Joint House VA, Military Subcommittee Hearing Tackles Issue

WASHINGTON—In a rare joint hearing by the House Armed Services Subcommittee on Military Personnel and VA Subcommittee on Health, legislators examined how DoD and VA are working to address the increase in veteran suicides.

“We must treat the suicides of active duty serivcemembers and the suicide of veterans as intrinsically linked,” explained Rep. Jackie Speier (D-CA), chairman of the Subcommittee on Military Personnel. “Military service appears to be a casual pathway for increased suicide risk due to the access to and familiarity with firearms, PTSD, depression, loss of community, alienation, head injuries and substance dependence.”

Suicides among veterans ages 18 to 34 have steadily increased over the last decade, rising 32% between 2005 and 2016, with a jump of more than 10% from 2015 to 2016. Meanwhile, the military saw a total of 321 active-duty servicemembers take their own life in 2018—the highest rate in at least six years. The services began actively tracking suicides in 2001.

Asked about the cause of last year’s high suicide rate in the military, Capt. Mike Colston, MD, DoD’s director of mental health policy and oversight, said he didn’t know. “Obviously there is a disturbing secular trend. We have seen our suicide rate double between 1999 and 2016, while the secular rate increased 25% in every state. When I was an intern, the suicide rate was low. Military service was protective for suicide. Obviously some sort of circumstances have changed.”

His colleague, Elizabeth Van Winkle, PhD, DoD’s director of force resiliency, who oversees the Defense Suicide Prevention Office, agreed, noting there is never one root cause for suicide.

“It is an intersection of a variety of factors—social, biological and psychological—that operate at the individual, community and societal levels. It’s fairly complex and often difficult to determine exactly what is occurring within a population or even a subpopulation.”

One thing Colston could say with some certainty is that the stigma surrounding mental health issues is pervasive among servicemembers and has a significant impact on whether or not they seek care. The services see spikes among servicemembers seeking mental healthcare during their last year of deployment, Colston explained. This suggests that, even though they were struggling with mental health issues, servicemembers were worried about seeking care earlier because they were afraid it would impact their career.

Getting the Word Out

“We need to get the word out that it’s almost impossible to lose your security clearance by endorsing a mental health history on your [national security clearance questionnaire],” he said. “We really have data.

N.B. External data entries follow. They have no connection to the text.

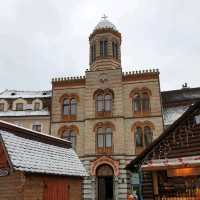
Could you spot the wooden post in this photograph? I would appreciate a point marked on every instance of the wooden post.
(155, 184)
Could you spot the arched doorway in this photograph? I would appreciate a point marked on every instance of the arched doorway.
(105, 184)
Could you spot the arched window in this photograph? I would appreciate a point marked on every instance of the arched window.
(93, 53)
(104, 138)
(69, 106)
(73, 106)
(103, 48)
(100, 103)
(148, 136)
(71, 136)
(115, 52)
(145, 102)
(104, 103)
(138, 137)
(137, 103)
(108, 102)
(66, 107)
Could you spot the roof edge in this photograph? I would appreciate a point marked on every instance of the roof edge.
(34, 135)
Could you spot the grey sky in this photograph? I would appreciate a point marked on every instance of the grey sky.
(41, 39)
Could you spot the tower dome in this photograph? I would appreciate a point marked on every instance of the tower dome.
(105, 43)
(104, 24)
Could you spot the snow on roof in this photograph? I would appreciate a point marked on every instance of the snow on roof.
(171, 114)
(12, 113)
(104, 23)
(14, 94)
(36, 156)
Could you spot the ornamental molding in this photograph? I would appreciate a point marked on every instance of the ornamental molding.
(105, 160)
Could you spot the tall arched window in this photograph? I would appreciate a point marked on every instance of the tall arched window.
(104, 102)
(103, 48)
(145, 102)
(100, 103)
(93, 52)
(73, 106)
(71, 136)
(108, 103)
(115, 52)
(148, 136)
(104, 139)
(138, 137)
(69, 106)
(137, 103)
(66, 107)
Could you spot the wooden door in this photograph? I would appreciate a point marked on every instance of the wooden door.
(56, 189)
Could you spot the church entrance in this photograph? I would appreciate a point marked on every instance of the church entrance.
(105, 184)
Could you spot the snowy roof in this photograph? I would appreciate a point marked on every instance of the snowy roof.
(12, 113)
(171, 114)
(104, 23)
(186, 94)
(14, 94)
(32, 152)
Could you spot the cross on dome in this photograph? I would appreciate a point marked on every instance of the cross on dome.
(104, 17)
(105, 23)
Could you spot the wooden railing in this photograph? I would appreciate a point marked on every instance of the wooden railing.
(189, 194)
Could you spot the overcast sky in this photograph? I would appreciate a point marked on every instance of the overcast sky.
(41, 39)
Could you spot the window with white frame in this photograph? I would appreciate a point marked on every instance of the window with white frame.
(37, 127)
(2, 107)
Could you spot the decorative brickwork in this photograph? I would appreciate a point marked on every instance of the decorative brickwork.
(105, 160)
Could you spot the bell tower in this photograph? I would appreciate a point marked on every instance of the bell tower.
(105, 46)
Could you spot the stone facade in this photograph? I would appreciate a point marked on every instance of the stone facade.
(34, 112)
(106, 77)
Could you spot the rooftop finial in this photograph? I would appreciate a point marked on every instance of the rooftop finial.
(104, 17)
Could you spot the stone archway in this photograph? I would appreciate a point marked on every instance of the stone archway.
(105, 183)
(105, 169)
(105, 160)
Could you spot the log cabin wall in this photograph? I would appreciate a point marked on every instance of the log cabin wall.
(183, 141)
(11, 186)
(147, 186)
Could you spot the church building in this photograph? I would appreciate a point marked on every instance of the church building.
(108, 115)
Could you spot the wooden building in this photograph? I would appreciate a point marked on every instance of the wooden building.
(34, 166)
(170, 167)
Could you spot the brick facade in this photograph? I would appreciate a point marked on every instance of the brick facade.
(105, 74)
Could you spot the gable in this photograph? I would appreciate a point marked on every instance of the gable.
(3, 157)
(181, 141)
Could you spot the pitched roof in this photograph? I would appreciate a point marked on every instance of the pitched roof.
(142, 155)
(14, 94)
(182, 95)
(33, 152)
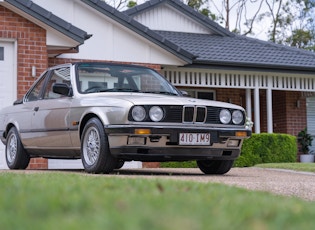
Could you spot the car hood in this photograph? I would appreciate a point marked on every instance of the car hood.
(160, 99)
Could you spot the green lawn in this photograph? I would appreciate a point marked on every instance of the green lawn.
(57, 200)
(306, 167)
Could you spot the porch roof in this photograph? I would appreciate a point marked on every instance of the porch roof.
(241, 51)
(50, 19)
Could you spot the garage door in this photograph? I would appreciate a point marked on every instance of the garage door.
(310, 108)
(8, 84)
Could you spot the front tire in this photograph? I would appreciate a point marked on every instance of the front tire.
(95, 153)
(16, 156)
(215, 166)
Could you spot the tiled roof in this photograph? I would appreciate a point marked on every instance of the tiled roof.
(142, 30)
(50, 19)
(241, 51)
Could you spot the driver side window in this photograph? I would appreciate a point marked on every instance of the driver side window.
(61, 75)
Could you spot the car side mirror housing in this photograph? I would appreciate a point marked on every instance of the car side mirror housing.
(63, 89)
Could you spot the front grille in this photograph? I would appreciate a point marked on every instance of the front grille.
(192, 114)
(188, 114)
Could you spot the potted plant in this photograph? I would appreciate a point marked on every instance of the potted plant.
(305, 141)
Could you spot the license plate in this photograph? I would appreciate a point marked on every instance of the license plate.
(194, 138)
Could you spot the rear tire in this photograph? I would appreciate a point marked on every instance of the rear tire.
(15, 154)
(215, 166)
(95, 153)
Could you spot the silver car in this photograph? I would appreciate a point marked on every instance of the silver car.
(107, 114)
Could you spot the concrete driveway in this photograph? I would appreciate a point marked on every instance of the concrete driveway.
(283, 182)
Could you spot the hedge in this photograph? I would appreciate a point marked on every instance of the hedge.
(260, 148)
(267, 148)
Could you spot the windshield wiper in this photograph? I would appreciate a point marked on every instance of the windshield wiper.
(120, 90)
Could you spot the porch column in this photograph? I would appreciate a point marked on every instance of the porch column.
(249, 103)
(256, 109)
(269, 111)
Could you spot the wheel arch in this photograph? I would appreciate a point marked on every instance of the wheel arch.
(9, 126)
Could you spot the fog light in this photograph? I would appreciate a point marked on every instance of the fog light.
(136, 140)
(233, 143)
(142, 131)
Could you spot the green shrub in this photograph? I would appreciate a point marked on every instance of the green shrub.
(184, 164)
(267, 148)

Only a couple dozen out of 10 million security clearances [have ever been impacted].”

DoD has made efforts to normalize behavioral health for servicemembers by embedding behavioral health providers in primary care clinics and in line units, Colston said. The presence of a psychiatrist deploying with a unit is important not only in destigmatizing mental healthcare, but in providing line commanders with a better understanding of the mental wellbeing of their troops.

But on both the VA and DoD side, there’s agreement that providing mental healthcare will not be enough to stem the rising tide of suicides.

“There are probably 12 evidence based treatments for suicidal folks,” Colston explained. “The thing we struggle with is that they have really small effect sizes, so you need to treat a lot of people to really help one person become less suicidal. Establishing a nexus between our treatments and a decrease in suicide has been extremely hard, and at the population level we just haven’t seen a signal yet.”

This comes as no surprise to Keita Franklin, PhD, LCSW, VA’s national director of suicide prevention, who sees the best chance of impacting suicide in moving beyond the healthcare arena.

“This issue cannot be solved by mental healthcare alone,” she declared. “National data shows that more than half of Americans who died by suicide in 2016 had no known mental health issue at the time of their death, and this is true of veterans as well. A massive expansion of mental health providers and world class mental health access has done little to reduce the rate of suicides among veterans. VA cannot end veterans’ suicide alone.”

Instead, Franklin is advocating for a set of bundled initiatives that spread across the entire government on the federal, state, and local levels. These initiatives target housing, employment, family support, and the kind of programs that ground a veteran to their community.

“[In addition to mental healthcare] veterans need life supports throughout the course of the week,” Franklin said. “We need to make sure they’re employed, that they have homes, that they’re engaged in a meaningful life that brings them purpose and passion, and that they have the supports to thrive in life above and beyond their mental health therapy.”

She noted that not just any employment would do, especially for men and women who are just coming out of military service.

“Meaningful employment. Not just any random job,” she declared. “[They need] one where they feel they’re part of a mission.”

The complex nature of suicide and the scope of these bundled approaches means that success will not come quickly or in the absence of a sustained, intense effort by everyone involved, Franklin said. “This calls for [these approaches] to be at full force over time. Full throttle. We’ve got to move out with educating every single family member in the nation. There’s 20 million veterans and they all have family members. VA and DoD recognize their role in suicide prevention, but I think there’s work to be done in other sectors. All leaders need to recognize their role in helping with this.”